COVID-19 Impacts on Oregon’s Breweries and Pubs

by Erik Knoder

November 15, 2022

The year 2020 was difficult for many types of businesses. The COVID-19 pandemic dramatically altered the way we engage the economy. Breweries and brewpubs had been posting slower rates of growth before the onset of the pandemic, but the closure of in-person dining dealt a blow to demand for kegs and employment within the pubs themselves.

In the summer of 2019 there were nearly 9,090 jobs in brewing establishments across the state of Oregon. A brewing establishment is any location that brews beer. A portion of these are manufacturing facilities that produce their beer to be distributed to retailers or restaurants. However, many of the state’s brewing establishments are brewpubs that both brew beer and serve that beer onsite in a more typical restaurant environment.

Graph showing employment in Oregon's breweries and brewpubs


The dramatic impacts of the pandemic were first seen in April 2020 when covered employment dropped by a staggering 3,700 jobs (-50%) from the month before. The drop is even more shocking when you consider the highly seasonal nature of the industry. Typically the spring is a time of hiring for breweries and pubs, which means the loss of half of total employment in one month understates the true impact to the industry.

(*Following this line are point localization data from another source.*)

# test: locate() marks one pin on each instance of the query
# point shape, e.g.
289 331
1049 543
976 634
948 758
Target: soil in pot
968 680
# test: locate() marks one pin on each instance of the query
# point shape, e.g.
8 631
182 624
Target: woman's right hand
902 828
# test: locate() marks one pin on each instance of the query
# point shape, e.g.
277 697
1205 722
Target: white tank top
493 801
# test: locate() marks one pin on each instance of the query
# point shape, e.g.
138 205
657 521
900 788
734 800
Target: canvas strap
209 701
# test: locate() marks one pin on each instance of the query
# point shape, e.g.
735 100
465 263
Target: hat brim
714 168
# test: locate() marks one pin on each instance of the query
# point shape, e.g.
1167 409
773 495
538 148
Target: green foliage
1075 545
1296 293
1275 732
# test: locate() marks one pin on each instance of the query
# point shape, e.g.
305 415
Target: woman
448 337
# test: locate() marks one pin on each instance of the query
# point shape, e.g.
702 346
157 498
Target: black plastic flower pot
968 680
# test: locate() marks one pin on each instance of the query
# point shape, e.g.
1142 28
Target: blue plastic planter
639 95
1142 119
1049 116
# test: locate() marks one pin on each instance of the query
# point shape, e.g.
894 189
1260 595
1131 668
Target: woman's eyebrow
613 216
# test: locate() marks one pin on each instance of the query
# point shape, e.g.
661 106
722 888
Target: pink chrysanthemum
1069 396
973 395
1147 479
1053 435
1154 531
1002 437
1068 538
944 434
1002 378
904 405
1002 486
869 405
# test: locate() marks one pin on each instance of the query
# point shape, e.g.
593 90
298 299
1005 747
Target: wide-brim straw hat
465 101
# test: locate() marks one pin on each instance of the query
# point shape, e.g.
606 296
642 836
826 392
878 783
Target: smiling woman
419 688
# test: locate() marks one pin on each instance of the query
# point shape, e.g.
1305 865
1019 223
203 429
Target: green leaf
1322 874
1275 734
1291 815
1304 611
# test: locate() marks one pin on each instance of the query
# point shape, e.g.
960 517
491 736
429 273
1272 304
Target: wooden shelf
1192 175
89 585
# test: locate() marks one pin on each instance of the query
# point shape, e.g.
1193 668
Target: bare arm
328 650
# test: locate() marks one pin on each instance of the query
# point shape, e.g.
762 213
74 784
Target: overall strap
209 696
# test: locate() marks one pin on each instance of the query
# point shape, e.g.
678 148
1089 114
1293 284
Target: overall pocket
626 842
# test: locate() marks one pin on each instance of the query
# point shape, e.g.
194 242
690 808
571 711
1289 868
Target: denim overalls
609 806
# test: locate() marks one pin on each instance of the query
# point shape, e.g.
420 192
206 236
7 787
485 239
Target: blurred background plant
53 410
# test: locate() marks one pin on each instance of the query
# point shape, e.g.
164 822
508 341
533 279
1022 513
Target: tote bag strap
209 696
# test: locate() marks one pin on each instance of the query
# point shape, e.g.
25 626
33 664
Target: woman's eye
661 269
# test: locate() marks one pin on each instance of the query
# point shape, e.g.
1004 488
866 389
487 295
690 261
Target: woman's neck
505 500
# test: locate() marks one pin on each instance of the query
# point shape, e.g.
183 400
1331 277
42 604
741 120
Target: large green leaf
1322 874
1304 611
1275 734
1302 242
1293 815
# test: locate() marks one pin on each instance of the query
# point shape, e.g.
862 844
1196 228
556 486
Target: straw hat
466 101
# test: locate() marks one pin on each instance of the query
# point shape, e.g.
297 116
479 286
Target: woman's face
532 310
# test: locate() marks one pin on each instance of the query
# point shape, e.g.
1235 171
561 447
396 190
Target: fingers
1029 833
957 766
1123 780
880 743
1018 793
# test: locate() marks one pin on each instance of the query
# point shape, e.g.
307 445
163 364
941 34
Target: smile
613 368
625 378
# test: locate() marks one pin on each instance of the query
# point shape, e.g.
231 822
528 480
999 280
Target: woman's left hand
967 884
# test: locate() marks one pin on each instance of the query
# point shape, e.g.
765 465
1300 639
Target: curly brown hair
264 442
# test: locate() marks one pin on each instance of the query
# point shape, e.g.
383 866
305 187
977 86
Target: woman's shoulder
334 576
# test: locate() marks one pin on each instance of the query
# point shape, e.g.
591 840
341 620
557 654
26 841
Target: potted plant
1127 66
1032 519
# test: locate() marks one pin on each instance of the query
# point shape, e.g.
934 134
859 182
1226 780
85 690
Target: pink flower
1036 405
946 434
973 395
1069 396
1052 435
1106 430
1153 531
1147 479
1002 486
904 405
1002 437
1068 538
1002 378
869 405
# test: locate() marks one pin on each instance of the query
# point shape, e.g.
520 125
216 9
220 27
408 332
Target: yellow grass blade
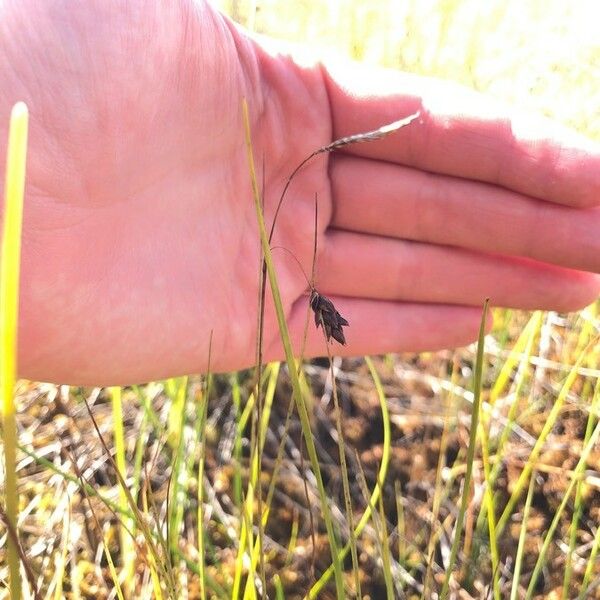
9 317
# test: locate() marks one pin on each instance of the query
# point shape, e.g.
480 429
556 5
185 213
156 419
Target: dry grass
541 55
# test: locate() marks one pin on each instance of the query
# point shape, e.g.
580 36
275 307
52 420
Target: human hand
140 236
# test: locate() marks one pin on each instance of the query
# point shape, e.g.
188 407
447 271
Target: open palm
140 235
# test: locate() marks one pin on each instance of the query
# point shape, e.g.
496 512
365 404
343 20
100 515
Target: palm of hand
140 234
148 236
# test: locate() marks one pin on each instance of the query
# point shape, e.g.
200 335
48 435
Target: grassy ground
532 460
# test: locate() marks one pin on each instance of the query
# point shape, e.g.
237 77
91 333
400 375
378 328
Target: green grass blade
9 318
581 464
125 528
535 451
522 537
289 355
478 376
381 475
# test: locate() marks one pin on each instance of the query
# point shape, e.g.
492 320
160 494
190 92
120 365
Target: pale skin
140 234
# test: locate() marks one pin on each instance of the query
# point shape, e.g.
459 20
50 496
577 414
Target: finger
378 327
380 198
465 134
366 266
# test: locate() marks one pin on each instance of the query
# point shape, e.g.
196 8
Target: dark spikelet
329 317
370 136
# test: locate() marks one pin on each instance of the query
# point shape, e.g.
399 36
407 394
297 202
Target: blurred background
192 478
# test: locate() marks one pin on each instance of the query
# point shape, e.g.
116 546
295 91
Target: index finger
465 134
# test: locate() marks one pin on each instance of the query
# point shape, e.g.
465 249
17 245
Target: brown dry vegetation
542 55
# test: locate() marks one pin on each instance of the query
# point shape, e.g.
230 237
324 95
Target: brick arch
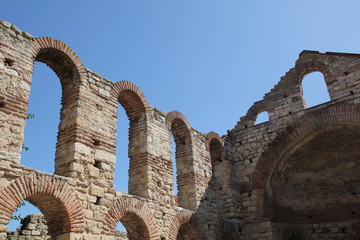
173 115
332 115
256 108
215 146
180 128
52 195
59 57
309 67
130 97
185 217
210 136
72 74
135 215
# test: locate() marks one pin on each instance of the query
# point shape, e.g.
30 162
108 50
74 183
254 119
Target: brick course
293 175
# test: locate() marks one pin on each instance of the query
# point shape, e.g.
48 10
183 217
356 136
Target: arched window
132 125
216 156
41 131
262 117
185 179
314 89
120 231
187 231
173 157
121 179
55 199
24 209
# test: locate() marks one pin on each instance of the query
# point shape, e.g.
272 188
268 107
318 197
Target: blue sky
208 59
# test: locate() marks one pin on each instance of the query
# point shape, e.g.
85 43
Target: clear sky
208 59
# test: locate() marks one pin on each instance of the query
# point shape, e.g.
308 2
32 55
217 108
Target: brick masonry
295 175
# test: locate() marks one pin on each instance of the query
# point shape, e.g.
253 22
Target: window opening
121 173
262 117
120 231
24 209
41 131
173 159
314 89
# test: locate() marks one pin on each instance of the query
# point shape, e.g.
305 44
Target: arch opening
135 104
175 174
262 117
40 135
183 159
187 232
316 179
53 210
314 89
22 210
216 151
121 174
120 231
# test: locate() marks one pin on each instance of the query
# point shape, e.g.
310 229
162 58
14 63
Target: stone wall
295 174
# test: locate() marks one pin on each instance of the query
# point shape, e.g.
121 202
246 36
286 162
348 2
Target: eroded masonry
295 176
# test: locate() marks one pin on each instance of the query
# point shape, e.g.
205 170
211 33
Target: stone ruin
295 176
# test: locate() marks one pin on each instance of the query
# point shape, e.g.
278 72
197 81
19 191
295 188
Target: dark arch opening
262 117
187 232
55 214
40 134
316 179
216 151
135 227
314 89
121 174
183 159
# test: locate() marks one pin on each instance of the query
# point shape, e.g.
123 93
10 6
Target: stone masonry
295 176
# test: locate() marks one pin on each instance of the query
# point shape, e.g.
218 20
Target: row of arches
72 74
63 212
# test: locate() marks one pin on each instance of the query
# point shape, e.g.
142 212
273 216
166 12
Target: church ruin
295 176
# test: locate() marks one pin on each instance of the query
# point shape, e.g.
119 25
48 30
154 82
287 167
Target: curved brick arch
173 115
180 129
130 97
210 136
52 195
332 115
256 108
59 57
181 218
309 67
134 214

As with the economy more broadly, there was an initial V-shaped recovery to employment during summer 2020 in Oregon’s brewing industry. Pubs and breweries added back around 2,700 of the 3,700 jobs lost in April. Even with this sharp rebound, by August 2020 employment in breweries still remained down by around 27% from August 2019. As you might expect, the COVID impacts to the brewing industry were much more significant than to the overall economy, but job losses were also more significant than the loss in food services and drinking places, where employment was down by 23% over the year. For the overall economy, employment remained down only 8% in August 2020 compared with the previous year.

Graph showing Oregon employment change relative to August 2019

Employment fell again in the winter of 2021, as it usually does in seasonal industries. The overall trend, however, was, and is, for continued recovery. The most recent data are from June 2022 and they show that employment in Oregon’s breweries and brewpubs was down only 14% below the level of August 2019. With normal seasonal growth it’s likely the employment in brewing returned to near its pre-pandemic level during the summer of 2022.

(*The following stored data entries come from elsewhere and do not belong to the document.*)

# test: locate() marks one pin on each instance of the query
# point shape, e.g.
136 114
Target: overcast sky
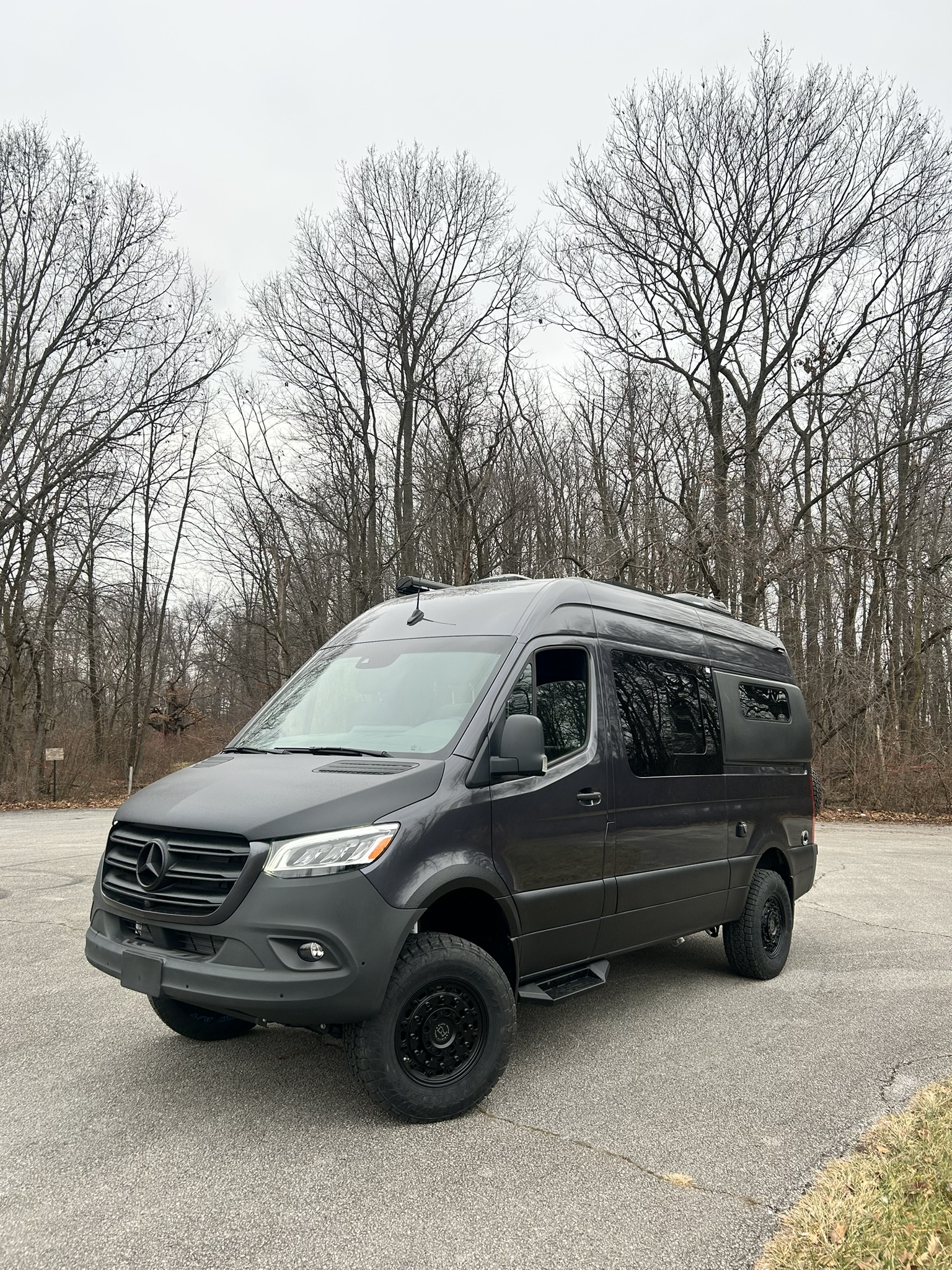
245 110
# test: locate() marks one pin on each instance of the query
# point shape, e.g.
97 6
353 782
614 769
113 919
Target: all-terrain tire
198 1023
443 1036
758 943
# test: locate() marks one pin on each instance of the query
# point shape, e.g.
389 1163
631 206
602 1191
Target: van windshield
407 696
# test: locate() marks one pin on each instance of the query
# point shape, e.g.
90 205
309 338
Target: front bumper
254 970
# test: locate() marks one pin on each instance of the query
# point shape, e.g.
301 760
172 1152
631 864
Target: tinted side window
555 686
668 716
760 701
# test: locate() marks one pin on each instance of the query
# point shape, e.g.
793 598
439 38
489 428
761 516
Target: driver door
549 832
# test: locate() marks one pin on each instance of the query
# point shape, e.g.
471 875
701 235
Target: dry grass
885 1207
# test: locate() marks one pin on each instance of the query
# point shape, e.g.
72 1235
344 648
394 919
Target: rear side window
763 701
668 716
555 685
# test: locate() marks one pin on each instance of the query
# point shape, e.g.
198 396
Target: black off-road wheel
198 1023
443 1036
758 943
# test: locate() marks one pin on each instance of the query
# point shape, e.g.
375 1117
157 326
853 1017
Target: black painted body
565 878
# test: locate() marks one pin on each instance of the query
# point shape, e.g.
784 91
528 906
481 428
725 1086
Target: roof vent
684 597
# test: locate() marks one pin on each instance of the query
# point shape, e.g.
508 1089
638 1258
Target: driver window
553 685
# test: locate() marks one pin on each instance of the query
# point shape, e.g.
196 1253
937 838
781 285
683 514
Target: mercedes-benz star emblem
151 865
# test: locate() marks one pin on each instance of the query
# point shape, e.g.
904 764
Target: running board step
558 987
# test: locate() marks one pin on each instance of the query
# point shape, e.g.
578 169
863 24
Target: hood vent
367 768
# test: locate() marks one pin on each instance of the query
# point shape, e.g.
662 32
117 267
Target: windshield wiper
330 750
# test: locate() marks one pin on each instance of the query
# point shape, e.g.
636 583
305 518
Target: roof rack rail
414 586
685 597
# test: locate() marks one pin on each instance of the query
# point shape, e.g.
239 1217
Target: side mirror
522 748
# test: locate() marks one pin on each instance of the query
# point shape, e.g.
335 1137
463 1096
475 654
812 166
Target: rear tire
198 1023
758 943
443 1036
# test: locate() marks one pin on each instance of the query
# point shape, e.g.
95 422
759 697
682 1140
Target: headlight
329 853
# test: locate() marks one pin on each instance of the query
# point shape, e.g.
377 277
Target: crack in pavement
879 926
678 1180
828 873
897 1067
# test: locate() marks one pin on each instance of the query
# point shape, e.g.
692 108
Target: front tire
198 1023
443 1036
758 943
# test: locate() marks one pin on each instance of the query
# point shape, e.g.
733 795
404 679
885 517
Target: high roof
503 607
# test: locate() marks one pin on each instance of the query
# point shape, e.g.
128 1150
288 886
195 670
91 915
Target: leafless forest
757 276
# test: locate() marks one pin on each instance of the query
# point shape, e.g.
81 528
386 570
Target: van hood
263 797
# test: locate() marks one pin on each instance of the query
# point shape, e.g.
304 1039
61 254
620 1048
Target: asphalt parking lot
659 1122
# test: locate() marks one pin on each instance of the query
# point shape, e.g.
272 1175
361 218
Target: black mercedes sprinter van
469 796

Behind these higher level numbers we see some interesting trends. There were 263 establishments that reported employment the summer before the pandemic in August 2019. The vast majority of these brewing establishments posted job losses during the pandemic, and 109 of them still had lower, but some, employment nearly three years later in June 2022. An additional 64 of them were no longer reporting any employment at all by June 2022. In June 2022 there were 244 brewing establishments reporting employment. Of these, 116 showed an employment gain over the period, and 31 of these with gains were reporting employment for the first time.

We don’t have a good measure on business closures and openings, but we do know if an establishment stopped reporting employment or began reporting employment for the first time and this is likely to indicate a closing or opening. A few of these were documented permanent closures, including Bridgeport, Lompoc, and The Ram. Interestingly, some of the businesses that announced permanent closures did so before the onset of the pandemic. Perhaps most impressive are the 31 brewing establishments that began reporting employment for the first time. These weren’t necessarily new breweries, but they began paying payroll employees for the first time during a pandemic and recession recovery. Hats off to these entrepreneurs for getting a brewery up and running in such a challenging environment.

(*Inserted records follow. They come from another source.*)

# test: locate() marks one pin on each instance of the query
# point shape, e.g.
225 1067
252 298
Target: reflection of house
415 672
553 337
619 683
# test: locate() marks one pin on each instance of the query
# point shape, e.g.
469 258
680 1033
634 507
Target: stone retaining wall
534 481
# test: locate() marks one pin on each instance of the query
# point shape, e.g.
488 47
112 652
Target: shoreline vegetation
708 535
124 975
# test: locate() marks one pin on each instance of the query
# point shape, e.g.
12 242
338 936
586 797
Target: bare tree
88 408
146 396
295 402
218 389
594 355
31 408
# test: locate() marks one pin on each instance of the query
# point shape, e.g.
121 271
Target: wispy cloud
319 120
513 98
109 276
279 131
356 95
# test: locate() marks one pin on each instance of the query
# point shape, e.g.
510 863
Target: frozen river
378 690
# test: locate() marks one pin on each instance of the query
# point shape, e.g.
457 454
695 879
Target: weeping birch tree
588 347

Graph showing counts of Oregon's breweries and brewpubs by employment change, August 2019 to June 2022


Despite the challenges faced in the past three years, there is reason for optimism as we move further away from lockdowns and restrictions. Fewer public health restrictions helped consumers feel more comfortable going out to public places such as brewpubs. The opening of the economy and the spending of money saved during the pandemic led to an increase in spending on beer. In 2022, an economic concern is whether we face a recession. Fortunately for brewers, alcoholic beverages are considered recession resistant products, although the mix of what and where beverages are consumed may change.